映画自体が「第一章〜第五章」という構成になってだいたい時系列になっている内容を見てもらえばわかると思うけれど、事故が起こって、汚染されて、情報に翻弄され、無念のままに故郷を後にして、までいな暮らしを奪われて、みんなバラバラになり、ついに命を断つ人が出るまでに追い詰められ、それでも想いを繋ごうとする人たち。
2年という時間の中で起こった出来事を2時間に収める事は出来るにしても、時間とともに変化していく人々の気持ちを感じるにはとても足りない時間なんじゃなかろうか。いや、勿論4時間でも十分だとは思わないけれど、けれどもその時間の重みとともに気持ちの変化を感じられるかもしれない。

福島の人達に突きつけられた苦しみに少しでも近づく為の4時間。

もう一つの特徴はナレーションも音楽も無し。
淡々と福島の人達にカメラを向けて追いかける。ただそれだけ。
共同監督の豊田さんが長谷川健一のうちで飲みながら泣いちゃうシーンとか、フツー映画に入れちゃダメだろ、って思うんだけど、対する長谷川さんもグダグダだったり、素なんだよなー。

そこにあるのは飾らない、素の福島の人たちの姿。

それはね、決して特別な「被災者」じゃないんだ、っていう事でもある。
自分たちとなんらかわらない地続きの土地で、自分たちとなんらかわらないたくさんのおっちゃんおばちゃんにーちゃんねーちゃん子供たち。その人たちの身の上に起きている事は絶対的に人ごとではないんだよ、っていう事を感じてほしいなと思う。

映画のタイトルは「遺言」

自殺した酪農家の菅野さんが堆肥小屋にチョークで書き残したメッセージが頭に思い浮かぶけれど、それだけじゃないのかもしれない。
というか、それだけにしてしまったら勿体ないんじゃないのかな。

ラスト近くでは新しい農場を手に入れ酪農を再開しようという酪農家たちの姿がある。
人は希望がなくては生きていけない。
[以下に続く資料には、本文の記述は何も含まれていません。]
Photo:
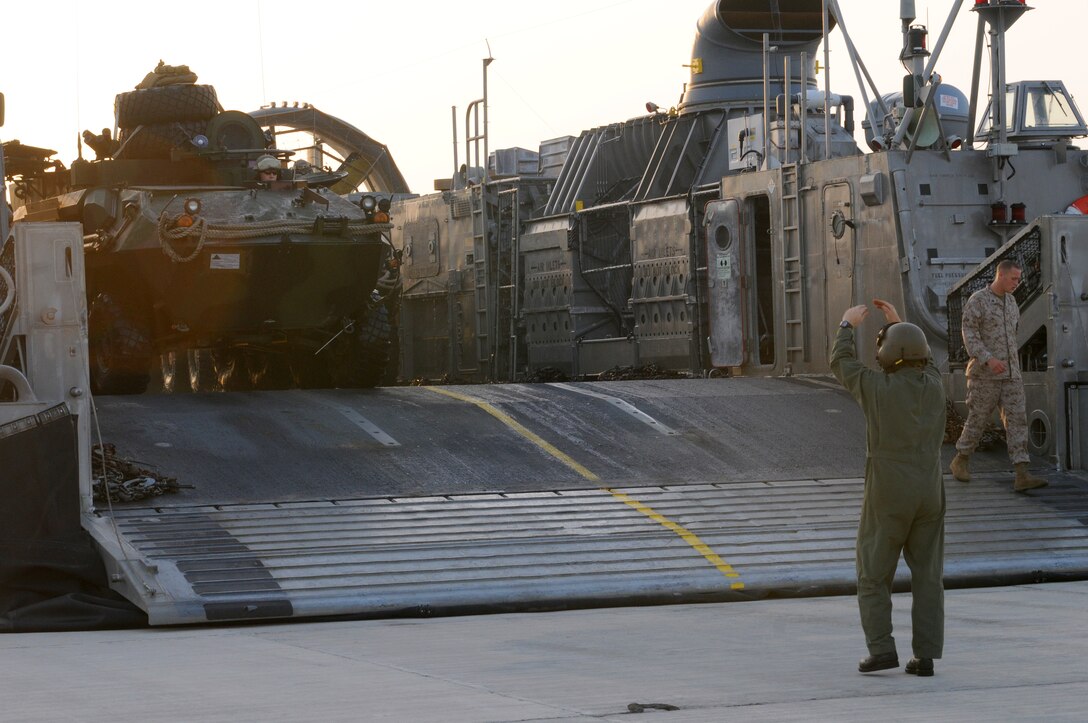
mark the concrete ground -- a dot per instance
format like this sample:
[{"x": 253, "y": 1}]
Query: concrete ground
[{"x": 1012, "y": 653}]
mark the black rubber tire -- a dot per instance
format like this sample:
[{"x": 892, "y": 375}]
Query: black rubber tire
[
  {"x": 231, "y": 370},
  {"x": 370, "y": 354},
  {"x": 175, "y": 371},
  {"x": 120, "y": 349},
  {"x": 175, "y": 102},
  {"x": 157, "y": 140},
  {"x": 201, "y": 371}
]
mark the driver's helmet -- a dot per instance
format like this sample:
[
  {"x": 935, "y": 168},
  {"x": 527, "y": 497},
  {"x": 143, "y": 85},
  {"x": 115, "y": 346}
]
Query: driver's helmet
[
  {"x": 901, "y": 343},
  {"x": 268, "y": 163}
]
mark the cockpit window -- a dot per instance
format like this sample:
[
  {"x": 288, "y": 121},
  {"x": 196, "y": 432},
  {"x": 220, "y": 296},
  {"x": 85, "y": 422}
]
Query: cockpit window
[
  {"x": 1047, "y": 107},
  {"x": 1038, "y": 111}
]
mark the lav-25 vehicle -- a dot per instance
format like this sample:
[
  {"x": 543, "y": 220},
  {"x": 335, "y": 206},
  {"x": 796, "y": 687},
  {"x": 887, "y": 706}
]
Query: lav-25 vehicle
[
  {"x": 310, "y": 503},
  {"x": 190, "y": 261}
]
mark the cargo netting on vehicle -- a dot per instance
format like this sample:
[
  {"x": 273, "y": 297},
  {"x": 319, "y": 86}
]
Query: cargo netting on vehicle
[{"x": 1027, "y": 253}]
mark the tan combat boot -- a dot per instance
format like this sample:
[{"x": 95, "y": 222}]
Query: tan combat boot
[
  {"x": 1025, "y": 481},
  {"x": 959, "y": 468}
]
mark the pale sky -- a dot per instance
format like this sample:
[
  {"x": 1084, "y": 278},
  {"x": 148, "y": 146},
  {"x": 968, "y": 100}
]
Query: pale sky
[{"x": 395, "y": 69}]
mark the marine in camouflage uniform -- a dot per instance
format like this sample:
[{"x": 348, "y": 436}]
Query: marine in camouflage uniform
[
  {"x": 903, "y": 507},
  {"x": 989, "y": 323}
]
この映画が最後に映し出すのは希望であり、それでもこれからも福島を生きていかなくちゃいけない私たちへの「遺言」なのかもしれないな、と思います。

今を生きるとは、過去を感じ、今を見据え、未来の希望の為に生きる事。

それが、この「遺言」であると。

ええ、まぁ、儂の取るに足らない解釈です。

近くで上映があれば是非
http://yuigon-fukushima.com/theater/

『遺言』原発さえなければ@京都シネマの画像

『遺言』原発さえなければ@京都シネマの画像



大野松雄音の世界@龍谷大学響都ホール

2014-06-01 23:57:00 | ライブレポ
えと。
三ヶ月前のお話です(汗)

αステーションでやっている大友良英さんの「JAM JAMラジオ」をきいている。Podcast版でだけど。
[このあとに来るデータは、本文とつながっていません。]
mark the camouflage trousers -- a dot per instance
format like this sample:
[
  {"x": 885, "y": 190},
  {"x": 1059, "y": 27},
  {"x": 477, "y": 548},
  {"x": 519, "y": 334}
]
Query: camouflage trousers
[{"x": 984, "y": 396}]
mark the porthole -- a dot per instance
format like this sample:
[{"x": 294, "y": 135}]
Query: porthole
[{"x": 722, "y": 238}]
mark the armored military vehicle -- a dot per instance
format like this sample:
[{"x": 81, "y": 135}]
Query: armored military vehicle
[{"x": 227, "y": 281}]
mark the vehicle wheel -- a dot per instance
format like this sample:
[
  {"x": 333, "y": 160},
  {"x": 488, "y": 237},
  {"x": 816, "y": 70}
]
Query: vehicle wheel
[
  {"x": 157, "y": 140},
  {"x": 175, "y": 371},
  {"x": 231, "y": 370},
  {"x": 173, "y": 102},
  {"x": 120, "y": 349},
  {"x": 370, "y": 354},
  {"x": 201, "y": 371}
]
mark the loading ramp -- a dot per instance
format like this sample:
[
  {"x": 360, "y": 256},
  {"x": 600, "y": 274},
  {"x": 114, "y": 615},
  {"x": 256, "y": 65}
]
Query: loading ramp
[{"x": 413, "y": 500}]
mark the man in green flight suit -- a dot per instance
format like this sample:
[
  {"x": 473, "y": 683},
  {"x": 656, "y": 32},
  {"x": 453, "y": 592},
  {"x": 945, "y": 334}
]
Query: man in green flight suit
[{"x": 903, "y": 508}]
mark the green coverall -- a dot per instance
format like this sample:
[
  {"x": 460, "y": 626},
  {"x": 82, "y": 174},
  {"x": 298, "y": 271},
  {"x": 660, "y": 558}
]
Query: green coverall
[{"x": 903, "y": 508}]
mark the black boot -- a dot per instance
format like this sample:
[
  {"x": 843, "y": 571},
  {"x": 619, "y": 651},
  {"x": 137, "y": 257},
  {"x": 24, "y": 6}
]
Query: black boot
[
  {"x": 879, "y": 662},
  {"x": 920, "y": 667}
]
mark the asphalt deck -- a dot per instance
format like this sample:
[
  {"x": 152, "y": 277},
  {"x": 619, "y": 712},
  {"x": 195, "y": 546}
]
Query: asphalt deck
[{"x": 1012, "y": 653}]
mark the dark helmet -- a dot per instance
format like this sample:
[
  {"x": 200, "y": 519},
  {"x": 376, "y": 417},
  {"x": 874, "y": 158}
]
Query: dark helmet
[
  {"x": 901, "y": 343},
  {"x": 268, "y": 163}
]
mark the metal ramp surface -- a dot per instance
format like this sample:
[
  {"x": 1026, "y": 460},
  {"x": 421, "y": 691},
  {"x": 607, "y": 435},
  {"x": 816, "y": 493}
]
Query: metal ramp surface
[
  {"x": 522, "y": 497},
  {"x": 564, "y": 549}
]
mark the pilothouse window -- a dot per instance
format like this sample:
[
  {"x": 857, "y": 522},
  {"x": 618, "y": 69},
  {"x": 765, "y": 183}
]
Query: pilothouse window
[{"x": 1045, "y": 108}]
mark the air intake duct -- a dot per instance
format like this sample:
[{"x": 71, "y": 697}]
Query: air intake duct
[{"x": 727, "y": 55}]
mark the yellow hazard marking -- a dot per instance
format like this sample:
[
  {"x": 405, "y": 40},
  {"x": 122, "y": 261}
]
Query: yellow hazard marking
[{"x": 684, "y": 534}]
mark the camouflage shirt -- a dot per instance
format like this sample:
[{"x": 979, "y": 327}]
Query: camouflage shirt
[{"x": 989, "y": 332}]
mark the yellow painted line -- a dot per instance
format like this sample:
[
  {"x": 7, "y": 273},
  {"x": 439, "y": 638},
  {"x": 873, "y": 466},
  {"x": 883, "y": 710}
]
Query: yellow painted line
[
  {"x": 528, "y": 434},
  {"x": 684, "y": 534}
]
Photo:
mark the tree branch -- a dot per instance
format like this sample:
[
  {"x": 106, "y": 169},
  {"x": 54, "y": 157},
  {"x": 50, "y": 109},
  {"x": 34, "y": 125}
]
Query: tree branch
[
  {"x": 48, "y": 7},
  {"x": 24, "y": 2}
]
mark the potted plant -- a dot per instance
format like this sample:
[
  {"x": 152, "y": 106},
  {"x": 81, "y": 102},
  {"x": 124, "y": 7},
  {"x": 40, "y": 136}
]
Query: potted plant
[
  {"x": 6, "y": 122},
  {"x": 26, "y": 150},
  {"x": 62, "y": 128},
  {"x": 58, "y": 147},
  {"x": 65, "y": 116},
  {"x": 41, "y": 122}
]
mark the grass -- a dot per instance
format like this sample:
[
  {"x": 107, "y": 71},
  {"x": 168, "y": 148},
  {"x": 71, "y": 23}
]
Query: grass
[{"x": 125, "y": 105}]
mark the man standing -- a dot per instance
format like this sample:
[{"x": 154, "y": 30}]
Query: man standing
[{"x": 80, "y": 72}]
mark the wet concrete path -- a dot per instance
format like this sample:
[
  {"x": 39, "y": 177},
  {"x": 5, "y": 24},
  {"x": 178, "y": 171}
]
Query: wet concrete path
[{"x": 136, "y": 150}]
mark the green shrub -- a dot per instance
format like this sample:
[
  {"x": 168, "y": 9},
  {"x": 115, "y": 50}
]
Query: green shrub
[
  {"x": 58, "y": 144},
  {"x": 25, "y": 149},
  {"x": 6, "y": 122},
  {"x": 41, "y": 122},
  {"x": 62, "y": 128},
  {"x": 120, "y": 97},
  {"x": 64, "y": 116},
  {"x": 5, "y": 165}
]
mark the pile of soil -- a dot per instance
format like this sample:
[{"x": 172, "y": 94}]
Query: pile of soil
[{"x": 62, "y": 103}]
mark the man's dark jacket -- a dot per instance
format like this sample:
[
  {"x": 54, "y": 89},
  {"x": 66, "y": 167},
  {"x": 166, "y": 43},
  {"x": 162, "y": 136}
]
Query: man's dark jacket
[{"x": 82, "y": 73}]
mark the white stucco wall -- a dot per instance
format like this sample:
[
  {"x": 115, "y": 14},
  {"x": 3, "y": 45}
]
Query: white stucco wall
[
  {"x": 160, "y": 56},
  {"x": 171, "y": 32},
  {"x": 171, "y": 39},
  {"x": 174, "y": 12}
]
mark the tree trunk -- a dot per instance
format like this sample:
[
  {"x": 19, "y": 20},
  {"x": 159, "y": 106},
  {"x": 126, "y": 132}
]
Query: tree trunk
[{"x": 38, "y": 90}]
Podcast版だから音楽は聴けない。音楽が聞けない音楽番組というのもなかなかどうしたもんか、ってところだけど、特殊音楽紹介番組(違?)ということで、儂の知らない音楽の話が満載だし、大友さんが言うように気になったらネットで検索かけりゃぁ結構な確率でヒットするし、何より大友さんの話が面白い。
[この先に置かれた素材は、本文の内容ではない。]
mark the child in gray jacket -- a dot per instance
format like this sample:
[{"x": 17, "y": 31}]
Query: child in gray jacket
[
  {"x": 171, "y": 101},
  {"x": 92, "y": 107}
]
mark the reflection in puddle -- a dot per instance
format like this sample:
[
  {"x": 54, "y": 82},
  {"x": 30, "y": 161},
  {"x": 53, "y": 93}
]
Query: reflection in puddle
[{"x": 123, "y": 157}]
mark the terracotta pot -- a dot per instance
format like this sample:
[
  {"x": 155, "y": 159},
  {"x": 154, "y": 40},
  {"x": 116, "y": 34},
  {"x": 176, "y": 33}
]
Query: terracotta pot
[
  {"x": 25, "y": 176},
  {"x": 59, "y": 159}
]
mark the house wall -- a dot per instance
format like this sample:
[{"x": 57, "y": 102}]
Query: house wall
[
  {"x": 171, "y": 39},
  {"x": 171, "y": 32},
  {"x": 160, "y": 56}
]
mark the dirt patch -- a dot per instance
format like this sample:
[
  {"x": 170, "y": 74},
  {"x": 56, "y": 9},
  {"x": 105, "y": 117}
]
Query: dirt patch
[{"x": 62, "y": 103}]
そんな番組で紹介されたのが、この大野松雄さんという人。
京都シネマで以前上映された「アトムの足音が聞こえる」という映画は、気になってはいたけど見逃してしまった映画の一つだ。その映画は彼を追いかけたドキュメンタリーだった。

大野松雄さんはアトムの足音を作った人であり、宇宙の音を創造した人なのです。
御歳83歳!

また、この企画自身は昨年開かれる予定でしたが、直前に大野さんが倒れてしまって1年越しの開催となった曰く付き。

たまたま日が空いて行けることになってしまった以上はいかない手はないと、いそいそとアバンティホール(なんと懐かしい!大学一回生の時に定期演奏会で行って以来だ!!!)へ出かけたわけです。

ところで、何を演るのか?

プログラムは音響作品と即興演奏とトーク。

まぁ、正直言って、私には未踏(聴)の世界でありました。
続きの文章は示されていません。